Heimert, the president's special aide on South African affairs, believes that the recently implemented internship program, which would send Harvard students to South African educational institutions, is a logical extension of the university's philosophy of unencumbered scholarship to that nation. For the past five years, the Cabot Professor of American Literature has headed Harvard's South African fellowhip program, which sponsors Black South African scholars at Harvard. In that postition he travels to South Africa several times a year and makes contacts with educators there.

So it seemed to make sense when a committee that is chaired by Vice President and General Counsel Daniel Steiner '54 and controls Harvard's $1 million South Africa aid fund, viewed Heimert as the expert on South African education and sent him there in November to publicize the internship program.

"Most of us don't have a clue about South Africa. We were depending on Professor Heimert for information," said committee member and Lecturer at the School of Public Health Richard A. Cash.

But Heimert's November journey became the center of controversy earlier this month when a report written and researched by the student divestment activist group, the Southern African Solidarity Committee (SASC), lambasted the educational institutions which responded to the professor's solicitation of organizations interested in interns. The report also charged that Heimert failed to meet with Black South African leaders while there.

Yet Heimert says he met with Blacks, but he disagrees with SASC on whom he should meet. Heimert says he consulted with Black educators informing them about the program, pointing to a meeting in Cape Town with Black professors and a meeting with members of the Soweto Parents Council, a community effort to educate Blacks in that segregated township. "I meet with educators," when involved in an educational project, not politicians, Heimerts argues.

"I have very strong questions about seeking the blessing of political organization," Heimert says.

"Heimert unlike many other Americans tried to listen rather than prescribe to us what our political views should be," says James Moulder, director of Public Relations at the University of Cape Town of the master's trips to South Africa.

"It is enormously to Alan Heimert's credit that instead of being an imperial, colonial-minded American by interfering in our politics, he consulted with Black and white South Africans about what Harvard can do," says Moulder, who arranged Heimert's meetings in Cape Town.

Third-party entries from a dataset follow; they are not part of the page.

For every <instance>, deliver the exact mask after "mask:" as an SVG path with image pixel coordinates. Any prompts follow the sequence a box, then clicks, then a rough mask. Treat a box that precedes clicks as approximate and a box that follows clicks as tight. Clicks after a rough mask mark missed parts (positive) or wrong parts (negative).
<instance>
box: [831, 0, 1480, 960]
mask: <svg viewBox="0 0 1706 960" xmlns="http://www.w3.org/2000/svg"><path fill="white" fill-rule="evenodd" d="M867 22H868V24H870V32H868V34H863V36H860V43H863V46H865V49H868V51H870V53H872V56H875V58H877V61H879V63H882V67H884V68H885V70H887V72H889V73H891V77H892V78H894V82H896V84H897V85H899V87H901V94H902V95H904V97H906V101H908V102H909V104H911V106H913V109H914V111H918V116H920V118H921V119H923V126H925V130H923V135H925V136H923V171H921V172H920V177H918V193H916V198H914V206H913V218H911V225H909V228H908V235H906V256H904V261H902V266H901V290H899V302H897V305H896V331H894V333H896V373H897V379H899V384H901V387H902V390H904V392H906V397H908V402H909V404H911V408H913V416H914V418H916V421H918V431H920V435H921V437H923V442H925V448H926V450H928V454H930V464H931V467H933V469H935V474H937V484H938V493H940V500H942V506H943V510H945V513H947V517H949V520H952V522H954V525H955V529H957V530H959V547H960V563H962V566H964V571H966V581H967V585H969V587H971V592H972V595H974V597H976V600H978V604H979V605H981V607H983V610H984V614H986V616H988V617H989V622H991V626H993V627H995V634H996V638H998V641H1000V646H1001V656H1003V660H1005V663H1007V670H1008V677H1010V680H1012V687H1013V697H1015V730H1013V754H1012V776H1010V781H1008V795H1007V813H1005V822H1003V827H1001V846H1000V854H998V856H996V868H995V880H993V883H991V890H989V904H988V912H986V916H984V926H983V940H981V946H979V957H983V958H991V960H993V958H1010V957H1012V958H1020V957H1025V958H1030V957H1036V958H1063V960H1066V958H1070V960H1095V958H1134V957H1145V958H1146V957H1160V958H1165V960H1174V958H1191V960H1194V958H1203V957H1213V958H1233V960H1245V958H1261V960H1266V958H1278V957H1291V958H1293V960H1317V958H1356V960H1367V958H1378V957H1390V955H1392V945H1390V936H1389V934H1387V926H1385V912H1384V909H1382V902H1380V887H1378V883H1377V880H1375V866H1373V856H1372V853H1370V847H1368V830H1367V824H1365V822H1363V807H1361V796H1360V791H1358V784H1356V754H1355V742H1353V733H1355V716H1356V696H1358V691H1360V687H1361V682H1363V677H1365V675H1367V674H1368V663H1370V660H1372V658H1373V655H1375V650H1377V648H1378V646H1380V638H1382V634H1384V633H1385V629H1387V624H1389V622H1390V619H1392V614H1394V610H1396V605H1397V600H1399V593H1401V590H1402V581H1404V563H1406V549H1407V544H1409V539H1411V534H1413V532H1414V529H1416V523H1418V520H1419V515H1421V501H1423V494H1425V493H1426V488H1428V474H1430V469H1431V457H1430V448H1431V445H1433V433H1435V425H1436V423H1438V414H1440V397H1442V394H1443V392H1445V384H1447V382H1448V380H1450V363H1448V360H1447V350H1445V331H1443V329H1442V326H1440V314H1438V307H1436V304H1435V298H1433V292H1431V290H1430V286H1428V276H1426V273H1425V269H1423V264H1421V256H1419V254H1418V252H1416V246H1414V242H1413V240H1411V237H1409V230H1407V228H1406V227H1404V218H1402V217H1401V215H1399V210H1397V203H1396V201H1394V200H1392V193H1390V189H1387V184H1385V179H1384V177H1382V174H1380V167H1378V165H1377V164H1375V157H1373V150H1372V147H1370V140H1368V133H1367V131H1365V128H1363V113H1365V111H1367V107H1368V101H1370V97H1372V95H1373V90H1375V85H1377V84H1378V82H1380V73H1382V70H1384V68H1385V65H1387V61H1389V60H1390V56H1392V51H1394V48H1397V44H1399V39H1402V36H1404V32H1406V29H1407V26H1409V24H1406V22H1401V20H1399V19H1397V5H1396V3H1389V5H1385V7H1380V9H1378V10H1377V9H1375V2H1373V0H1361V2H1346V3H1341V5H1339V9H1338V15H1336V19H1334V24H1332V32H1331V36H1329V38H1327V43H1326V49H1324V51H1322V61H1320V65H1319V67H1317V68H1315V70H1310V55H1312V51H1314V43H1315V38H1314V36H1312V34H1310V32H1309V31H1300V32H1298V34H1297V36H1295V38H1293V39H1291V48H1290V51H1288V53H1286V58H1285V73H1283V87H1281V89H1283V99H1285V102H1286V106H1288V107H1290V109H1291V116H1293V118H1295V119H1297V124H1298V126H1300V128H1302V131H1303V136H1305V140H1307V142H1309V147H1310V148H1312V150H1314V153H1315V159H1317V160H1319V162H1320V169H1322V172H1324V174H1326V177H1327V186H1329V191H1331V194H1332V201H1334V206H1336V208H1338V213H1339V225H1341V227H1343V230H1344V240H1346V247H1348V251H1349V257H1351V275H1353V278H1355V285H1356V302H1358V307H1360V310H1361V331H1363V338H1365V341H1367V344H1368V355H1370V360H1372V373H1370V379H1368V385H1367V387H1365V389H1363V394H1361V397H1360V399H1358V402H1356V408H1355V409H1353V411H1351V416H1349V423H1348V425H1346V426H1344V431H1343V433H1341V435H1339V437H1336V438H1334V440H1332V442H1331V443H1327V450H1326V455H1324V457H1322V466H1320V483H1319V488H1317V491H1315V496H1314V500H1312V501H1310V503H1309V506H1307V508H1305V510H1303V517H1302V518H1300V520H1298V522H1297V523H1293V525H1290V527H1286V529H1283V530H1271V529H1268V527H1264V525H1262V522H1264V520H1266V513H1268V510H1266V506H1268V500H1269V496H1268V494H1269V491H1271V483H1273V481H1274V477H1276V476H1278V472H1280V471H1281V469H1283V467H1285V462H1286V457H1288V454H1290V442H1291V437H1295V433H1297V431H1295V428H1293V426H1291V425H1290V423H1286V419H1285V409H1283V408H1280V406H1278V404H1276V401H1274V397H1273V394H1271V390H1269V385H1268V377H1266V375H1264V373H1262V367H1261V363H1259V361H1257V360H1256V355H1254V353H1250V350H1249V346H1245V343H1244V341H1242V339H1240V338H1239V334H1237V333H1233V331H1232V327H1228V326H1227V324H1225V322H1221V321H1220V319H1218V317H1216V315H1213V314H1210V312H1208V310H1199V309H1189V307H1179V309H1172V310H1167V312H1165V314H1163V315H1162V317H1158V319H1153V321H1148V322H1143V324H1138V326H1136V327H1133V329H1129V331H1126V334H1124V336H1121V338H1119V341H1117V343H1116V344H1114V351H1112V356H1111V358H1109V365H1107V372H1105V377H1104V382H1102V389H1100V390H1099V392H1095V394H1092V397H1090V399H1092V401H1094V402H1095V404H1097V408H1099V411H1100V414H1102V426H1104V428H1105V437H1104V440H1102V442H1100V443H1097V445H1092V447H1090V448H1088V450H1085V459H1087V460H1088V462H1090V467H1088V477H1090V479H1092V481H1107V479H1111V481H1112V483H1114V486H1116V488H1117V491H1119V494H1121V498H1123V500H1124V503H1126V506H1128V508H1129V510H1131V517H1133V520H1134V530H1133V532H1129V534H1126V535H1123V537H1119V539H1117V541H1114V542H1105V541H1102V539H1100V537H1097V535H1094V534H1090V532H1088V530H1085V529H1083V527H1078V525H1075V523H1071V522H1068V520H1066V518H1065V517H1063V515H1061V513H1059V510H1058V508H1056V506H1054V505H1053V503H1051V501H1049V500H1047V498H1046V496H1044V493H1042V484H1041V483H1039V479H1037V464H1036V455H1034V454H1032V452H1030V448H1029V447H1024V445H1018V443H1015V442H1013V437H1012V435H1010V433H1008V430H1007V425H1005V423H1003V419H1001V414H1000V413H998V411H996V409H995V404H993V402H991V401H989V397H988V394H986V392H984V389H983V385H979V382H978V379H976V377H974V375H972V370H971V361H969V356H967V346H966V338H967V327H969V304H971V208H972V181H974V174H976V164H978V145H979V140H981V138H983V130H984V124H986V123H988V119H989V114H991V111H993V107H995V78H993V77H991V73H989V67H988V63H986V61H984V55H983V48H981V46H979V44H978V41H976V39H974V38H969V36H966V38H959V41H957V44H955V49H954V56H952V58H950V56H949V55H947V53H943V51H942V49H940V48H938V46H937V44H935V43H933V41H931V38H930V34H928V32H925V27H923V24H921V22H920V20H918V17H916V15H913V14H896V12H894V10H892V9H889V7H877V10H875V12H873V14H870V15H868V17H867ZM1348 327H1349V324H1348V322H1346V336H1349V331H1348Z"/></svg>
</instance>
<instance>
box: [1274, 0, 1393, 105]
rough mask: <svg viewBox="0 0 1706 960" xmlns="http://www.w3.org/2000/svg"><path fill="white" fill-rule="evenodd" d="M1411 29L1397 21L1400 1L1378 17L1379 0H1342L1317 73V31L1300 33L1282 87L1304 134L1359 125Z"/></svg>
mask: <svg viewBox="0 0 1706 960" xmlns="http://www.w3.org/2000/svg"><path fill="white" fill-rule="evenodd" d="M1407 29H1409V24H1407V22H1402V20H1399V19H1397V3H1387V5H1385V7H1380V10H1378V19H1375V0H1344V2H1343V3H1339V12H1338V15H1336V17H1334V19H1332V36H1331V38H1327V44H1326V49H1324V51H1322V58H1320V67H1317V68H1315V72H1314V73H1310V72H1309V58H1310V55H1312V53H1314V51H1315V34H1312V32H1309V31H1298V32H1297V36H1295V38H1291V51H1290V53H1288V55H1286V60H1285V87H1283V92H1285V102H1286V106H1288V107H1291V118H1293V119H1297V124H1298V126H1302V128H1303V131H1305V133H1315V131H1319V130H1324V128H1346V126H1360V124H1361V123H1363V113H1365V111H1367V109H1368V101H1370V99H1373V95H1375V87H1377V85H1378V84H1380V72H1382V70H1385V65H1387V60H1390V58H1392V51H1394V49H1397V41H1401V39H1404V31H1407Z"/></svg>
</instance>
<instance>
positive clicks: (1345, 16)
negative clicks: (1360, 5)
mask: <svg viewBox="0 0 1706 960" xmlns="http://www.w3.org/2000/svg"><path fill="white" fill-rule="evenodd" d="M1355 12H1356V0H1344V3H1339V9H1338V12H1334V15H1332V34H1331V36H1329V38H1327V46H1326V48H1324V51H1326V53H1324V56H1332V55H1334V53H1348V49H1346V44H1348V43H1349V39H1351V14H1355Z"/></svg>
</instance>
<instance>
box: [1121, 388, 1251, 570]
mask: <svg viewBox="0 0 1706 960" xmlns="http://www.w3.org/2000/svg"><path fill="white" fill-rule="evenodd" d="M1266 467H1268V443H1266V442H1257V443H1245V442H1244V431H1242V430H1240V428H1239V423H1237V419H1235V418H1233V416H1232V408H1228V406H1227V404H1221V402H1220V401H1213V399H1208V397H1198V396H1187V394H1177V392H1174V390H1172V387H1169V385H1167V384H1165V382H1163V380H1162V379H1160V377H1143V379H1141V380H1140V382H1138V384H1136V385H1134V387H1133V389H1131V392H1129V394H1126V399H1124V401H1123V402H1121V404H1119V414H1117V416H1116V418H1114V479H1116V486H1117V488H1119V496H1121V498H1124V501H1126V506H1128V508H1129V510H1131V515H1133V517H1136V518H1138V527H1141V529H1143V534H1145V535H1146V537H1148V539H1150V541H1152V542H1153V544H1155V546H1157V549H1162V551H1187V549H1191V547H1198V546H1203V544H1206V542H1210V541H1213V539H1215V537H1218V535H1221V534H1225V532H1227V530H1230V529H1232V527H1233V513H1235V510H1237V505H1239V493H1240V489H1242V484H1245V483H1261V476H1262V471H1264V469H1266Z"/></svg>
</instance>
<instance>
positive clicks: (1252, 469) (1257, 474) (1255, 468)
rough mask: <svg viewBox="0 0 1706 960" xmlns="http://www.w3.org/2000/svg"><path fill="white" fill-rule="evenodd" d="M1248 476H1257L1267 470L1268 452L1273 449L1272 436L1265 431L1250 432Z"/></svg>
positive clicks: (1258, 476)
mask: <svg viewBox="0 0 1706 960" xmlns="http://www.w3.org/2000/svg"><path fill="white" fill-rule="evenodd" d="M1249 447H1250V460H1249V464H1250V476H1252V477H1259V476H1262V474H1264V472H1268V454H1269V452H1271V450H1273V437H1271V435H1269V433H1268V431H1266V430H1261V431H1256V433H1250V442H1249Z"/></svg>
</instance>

Harvard officials view the involvement in South African education as an issue of protecting academic freedom, "It is a dangerous notion to say you are not going to have anything to do on an educational level with other countries," Steiner says.

One concern of several fellow committee members is that the internship program would divert funds from more worthy projects such as expanding the fellowship program. But Heimert, who currently is in South Africa on fellowship business, says anybody who argues that the fellowship program will loose funds "doesn't know a crock of shit."

Heimert avoids expressing his personal opinion on the internship program or or other issues such as divestment by only discussing the facts of his involvement. The professor says the SASC report misconstrued his journey as one planned around visits to only a few, set institutions. He says he merely distributed literature in the hopes South African educators would become aware of the program.

Indeed Heimert claims he didn't personally contact all of the organizations which sent their interested responses to the Office of Career Services (OCS). A list cataloging institutions interested in having Harvard interns that was made available to students at the OCS sparked the SASC report.

Ironically, Heimert has a gripe about SASC, and when he discusses the activists he becomes very adamant. He claims that members acted "unethically" in not identifying themselves when they called him for information about the program. And he says they illegally photocopied a report by a student who worked at a South African private school available in the Eliot House library. "I thought it was illegal to take reserve material out of library," Heimert says of the activists' actions.